Spiazzato dall'annuncio del rettore Giovanni Azzone e del ministro Francesco Profumo: solo inglese per lauree specialistiche e dottorati. Non si può fare?
«Per il 2014 è impossibile. Dovendo mantenere lo standard di qualità del Politecnico non troveremmo un numero adeguato di professori disponibili a insegnare in inglese. E per molte materie sono pochi anche i testi in lingua. La qualità della formazione conta più dell'inglese».
Non siamo pronti. Ma è il punto d'arrivo?
«Non dovrebbe esserlo. È giusto puntare sull'internazionalizzazione e potenziare gli insegnamenti in inglese, la mia Scuola è al 40% e posso arrivare al 60 o al 70. Ma l'inglese obbligatorio, come requisito generalizzato ed esclusivo, rischia di diventare un errore inutile e dannoso.
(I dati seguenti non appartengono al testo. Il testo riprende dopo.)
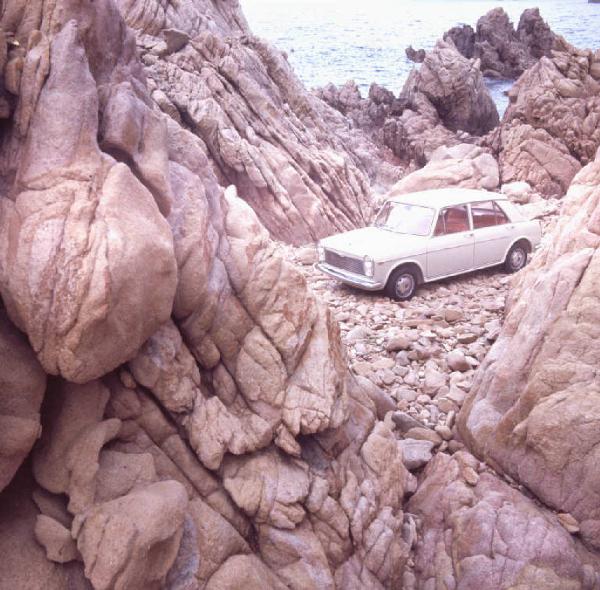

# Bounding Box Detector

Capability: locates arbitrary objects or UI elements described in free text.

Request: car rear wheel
[386,267,418,301]
[504,243,528,273]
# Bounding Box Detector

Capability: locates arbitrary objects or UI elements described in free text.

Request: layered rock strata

Non mi soffermo sulle ragioni culturali e civili, che altri hanno esposto prima di me, ma ritengo il bilinguismo e il multilinguismo un valore importante. E in architettura l'inglese non è la lingua madre».
Sul forum dei docenti ha diffuso un documento firmato con Ilaria Valente (presidente del corso di laurea magistrale): chiedete di rispettare misure, tempi e modi. E contro l'inglese obbligatorio c'è anche un appello di docenti e ricercatori con 260 firme.
«Non siamo conservatori e lo abbiamo dimostrato. Auspichiamo un confronto. E dal ministro ci aspettiamo non proclami ma politiche universitarie. L'accelerazione solo sulla carta non ha senso. In una battuta: vogliamo gli studenti stranieri e non abbiamo il test di ammissione in inglese... (dovrebbe esserci dal prossimo anno)».
L'italiano non è una barriera per gli stranieri che vorrebbero formarsi nei nostri atenei?
«Non è per l'inglese che non siamo paragonabili ai nostri competitor internazionali, semmai per i servizi e i finanziamenti che una città come Milano e il ministero rendono disponibili».
E l'inglese non avvantaggia i laureati italiani nel mercato globale?
«I nostri laureati sono riconosciuti all'estero per la loro formazione, non quella linguistica. La preparazione in inglese non è la nostra missione».
Perché considera l'annuncio fatto a febbraio dal ministro e dal rettore «un'accelerazione rischiosa»?
«Agli open day le famiglie erano preoccupate. Rischiamo di perdere studenti italiani di talento che non si sentono pronti per l'università in inglese, per aprire le porte a quelli internazionali che potrebbero non avere un profilo analogo».
Soluzione.
«Gradualità. Dialogo e confronto con le Scuole. E sperimentazione».